Scoring anchor: accuracy_points = clamp(100 − MAPE × 4, 0, 100). A 5% MAPE earns 80 points; 15% MAPE earns 40; 25%+ earns zero. The slope was chosen so an app at the boundary of clinical usefulness (~5% MAPE per Schoeller 1995) earns a strong but not perfect sub-score.

AI Recognition Performance (15%)

For each AI-photo-capable app we run a 30-plate photo battery across three lighting conditions, three angles, and three plate sizes. Sub-scoring: Top-1 identification correctness (40 of 100 AI-subscore points), Top-3 identification correctness (20), portion-size MAPE (30), and plate segmentation accuracy on multi-item plates (10).

Macronutrient & Goal Framework (10%)

Macros (10%) covers four sub-dimensions: macro display depth (calories, P/C/F, net carbs, fiber as first-class metrics), target-setting flexibility (custom per-macro targets, time-windowed targets), adaptive coaching protocols (TDEE estimation, weekly target adjustment), and recipe builder fidelity.

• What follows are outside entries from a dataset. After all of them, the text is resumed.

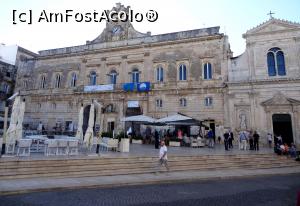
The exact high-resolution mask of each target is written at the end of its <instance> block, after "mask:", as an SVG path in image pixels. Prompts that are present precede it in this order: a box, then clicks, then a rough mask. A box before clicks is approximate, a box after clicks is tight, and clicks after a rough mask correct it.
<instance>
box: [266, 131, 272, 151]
mask: <svg viewBox="0 0 300 206" xmlns="http://www.w3.org/2000/svg"><path fill="white" fill-rule="evenodd" d="M267 140H268V143H269V147H270V148H272V140H273V138H272V135H271V133H268V134H267Z"/></svg>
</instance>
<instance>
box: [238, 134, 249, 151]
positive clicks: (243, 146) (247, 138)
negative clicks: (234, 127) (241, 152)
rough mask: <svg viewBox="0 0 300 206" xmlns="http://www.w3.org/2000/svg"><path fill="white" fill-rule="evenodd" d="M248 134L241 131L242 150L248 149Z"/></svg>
mask: <svg viewBox="0 0 300 206" xmlns="http://www.w3.org/2000/svg"><path fill="white" fill-rule="evenodd" d="M247 136H248V135H247V134H246V132H245V131H241V132H240V137H239V138H240V143H241V147H240V149H241V150H242V149H243V150H246V149H247V140H248V137H247Z"/></svg>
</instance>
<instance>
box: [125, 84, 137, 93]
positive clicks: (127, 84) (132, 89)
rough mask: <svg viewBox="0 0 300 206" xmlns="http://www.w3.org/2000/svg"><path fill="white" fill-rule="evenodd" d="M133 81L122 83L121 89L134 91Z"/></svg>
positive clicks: (133, 84)
mask: <svg viewBox="0 0 300 206" xmlns="http://www.w3.org/2000/svg"><path fill="white" fill-rule="evenodd" d="M134 86H135V85H134V83H124V84H123V90H124V91H126V92H133V91H134Z"/></svg>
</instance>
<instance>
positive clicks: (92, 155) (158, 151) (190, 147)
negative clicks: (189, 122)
mask: <svg viewBox="0 0 300 206" xmlns="http://www.w3.org/2000/svg"><path fill="white" fill-rule="evenodd" d="M158 152H159V150H158V149H155V148H154V145H145V144H142V145H141V144H130V152H128V153H127V152H114V151H108V152H106V151H101V152H100V156H102V157H136V156H140V157H145V156H146V157H148V156H158ZM270 153H273V148H268V147H261V148H260V150H259V151H250V150H246V151H244V150H239V149H238V145H234V148H233V149H231V150H229V151H225V149H224V145H223V144H216V145H215V147H214V148H208V147H200V148H192V147H168V155H170V156H172V155H176V156H178V155H183V156H184V155H189V156H193V155H195V156H197V155H226V154H232V155H233V154H270ZM93 156H96V152H95V148H94V149H93V151H92V152H88V153H87V152H86V151H85V150H81V151H80V153H79V155H76V156H48V157H47V156H45V155H44V154H43V153H42V152H40V153H31V156H30V157H16V156H11V155H9V156H8V155H5V156H4V157H2V158H0V161H5V159H9V160H12V159H72V158H89V157H93Z"/></svg>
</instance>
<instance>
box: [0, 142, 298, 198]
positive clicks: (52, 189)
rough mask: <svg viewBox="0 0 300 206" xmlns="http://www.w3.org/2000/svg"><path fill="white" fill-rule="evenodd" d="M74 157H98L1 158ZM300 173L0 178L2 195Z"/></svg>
mask: <svg viewBox="0 0 300 206" xmlns="http://www.w3.org/2000/svg"><path fill="white" fill-rule="evenodd" d="M269 153H273V150H272V149H271V148H261V150H259V151H249V150H247V151H240V150H238V149H237V146H235V148H234V149H233V150H231V151H225V150H224V147H223V145H216V147H215V148H213V149H212V148H189V147H168V155H170V157H169V158H172V156H173V155H174V156H178V155H183V156H184V155H195V156H197V155H226V154H228V155H229V154H269ZM157 155H158V150H157V149H154V145H135V144H131V145H130V152H129V153H120V152H101V155H100V158H114V157H136V156H144V157H145V156H152V157H156V156H157ZM72 158H98V157H97V156H96V157H95V156H94V155H92V154H90V156H87V155H86V154H81V155H79V156H74V157H66V156H56V157H53V156H52V157H45V156H44V155H43V154H32V156H31V157H2V158H1V159H0V161H6V160H12V159H72ZM292 173H300V164H299V166H296V167H285V168H272V169H226V170H209V171H207V170H206V171H181V172H172V171H171V172H169V173H166V172H162V173H158V174H155V173H147V174H134V175H114V176H98V177H80V178H78V177H77V178H34V179H13V180H0V195H5V194H18V193H27V192H35V191H50V190H59V189H74V188H89V187H115V186H123V185H140V184H157V183H169V182H182V181H184V182H186V181H194V180H207V179H223V178H241V177H250V176H262V175H280V174H292Z"/></svg>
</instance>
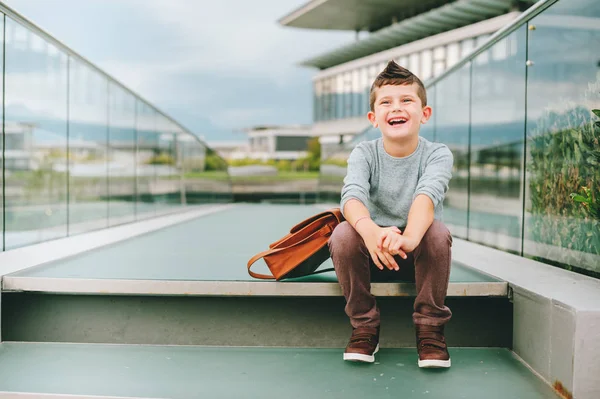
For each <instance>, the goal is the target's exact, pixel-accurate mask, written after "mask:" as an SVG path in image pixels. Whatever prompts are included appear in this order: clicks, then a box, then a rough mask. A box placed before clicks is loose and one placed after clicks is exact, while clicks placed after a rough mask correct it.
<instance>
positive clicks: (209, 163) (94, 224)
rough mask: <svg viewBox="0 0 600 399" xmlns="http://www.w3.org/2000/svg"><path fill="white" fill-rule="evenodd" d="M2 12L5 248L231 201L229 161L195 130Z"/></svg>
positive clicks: (80, 232)
mask: <svg viewBox="0 0 600 399" xmlns="http://www.w3.org/2000/svg"><path fill="white" fill-rule="evenodd" d="M0 11H2V12H3V13H0V32H1V33H2V40H3V43H4V46H3V49H4V51H3V53H2V54H0V56H1V57H2V60H3V63H2V66H3V67H1V69H2V70H1V71H0V72H1V74H2V79H1V80H0V84H3V86H2V87H1V88H0V89H1V92H2V95H3V104H2V111H3V136H2V141H1V142H0V150H1V162H2V164H1V165H0V166H1V167H2V174H1V175H0V181H1V183H2V190H3V191H2V195H1V198H2V199H1V201H2V202H1V206H2V212H0V225H1V226H2V244H1V246H0V248H2V250H9V249H12V248H16V247H21V246H24V245H29V244H33V243H38V242H42V241H46V240H50V239H55V238H60V237H65V236H67V235H73V234H78V233H83V232H86V231H91V230H97V229H101V228H105V227H109V226H114V225H117V224H121V223H127V222H132V221H136V220H141V219H144V218H149V217H153V216H156V215H160V214H164V213H165V212H170V211H176V210H179V209H181V208H182V207H184V206H186V205H188V204H201V203H207V202H227V201H230V200H231V184H230V179H229V176H228V173H227V165H226V162H225V161H224V160H223V159H221V158H220V157H219V156H217V155H216V154H215V153H214V152H213V151H211V149H210V148H208V147H207V146H206V145H205V144H204V143H203V142H201V141H200V140H199V139H198V138H197V137H196V136H195V135H193V134H192V133H191V132H189V131H188V130H186V129H185V128H183V127H182V126H181V125H179V124H178V123H177V122H175V121H174V120H173V119H171V118H169V117H168V116H166V115H165V114H163V113H162V112H160V111H159V110H157V109H156V108H155V107H153V106H152V105H151V104H149V103H148V102H146V101H145V100H144V99H142V98H141V97H140V96H138V95H136V94H135V93H133V92H132V91H130V90H128V89H127V88H126V87H124V86H123V85H121V84H120V83H119V82H117V81H116V80H114V79H112V78H111V77H110V76H108V75H106V74H105V73H104V72H102V71H101V70H99V69H98V68H97V67H95V66H94V65H92V64H91V63H90V62H88V61H87V60H85V59H84V58H83V57H81V56H79V55H77V54H76V53H75V52H73V51H72V50H70V49H69V48H67V47H66V46H64V45H62V44H61V43H59V42H58V41H56V40H55V39H54V38H52V37H50V36H49V35H47V34H46V33H44V32H42V31H41V30H40V29H39V28H37V27H35V26H34V25H33V24H31V23H29V22H28V21H26V20H25V19H24V18H23V17H21V16H20V15H18V14H17V13H15V12H14V11H12V10H10V9H8V8H7V7H5V6H4V5H1V4H0ZM1 51H2V50H1V49H0V52H1Z"/></svg>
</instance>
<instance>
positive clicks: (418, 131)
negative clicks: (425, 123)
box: [367, 83, 431, 141]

Behavioral Adherence (10%)

Behavioral Adherence is measured as median time-to-log across a standardized 20-task battery, plus drop-off pattern from published longitudinal-use studies. Friction matters because logging consistency over weeks is the variable that most predicts weight-management outcomes — a faster-to-log app is structurally more accurate over time even if per-meal accuracy is comparable.

Privacy & Security (10%)

Privacy is graded on data handling clarity, HIPAA posture (where applicable), retention policy transparency, ease of data export and deletion, cancellation friction, and whether the product's monetization model creates conflicts of interest with user advice quality.

Cost & Accessibility (10%)

Accessibility is computed as feature-density per dollar of annual cost plus free-tier usefulness, language coverage, and low-resource device support. Aggressive trial-conversion pricing reduces the sub-score.

Test cadence

Top-tier apps are re-evaluated quarterly. Mid-tier apps are re-evaluated semi-annually. A vendor release that changes core methodology, database source, or photo-AI model triggers a 30-day re-test window. Evidence Grade updates as new validation evidence publishes.

Quality control

All evaluation and scoring is reviewed against the test data before publication. Substantive corrections are logged with date and reason.

Why we don't take affiliate money

We don't maintain affiliate accounts with any of the apps we evaluate. Our reasoning is documented in our no-affiliate disclosure.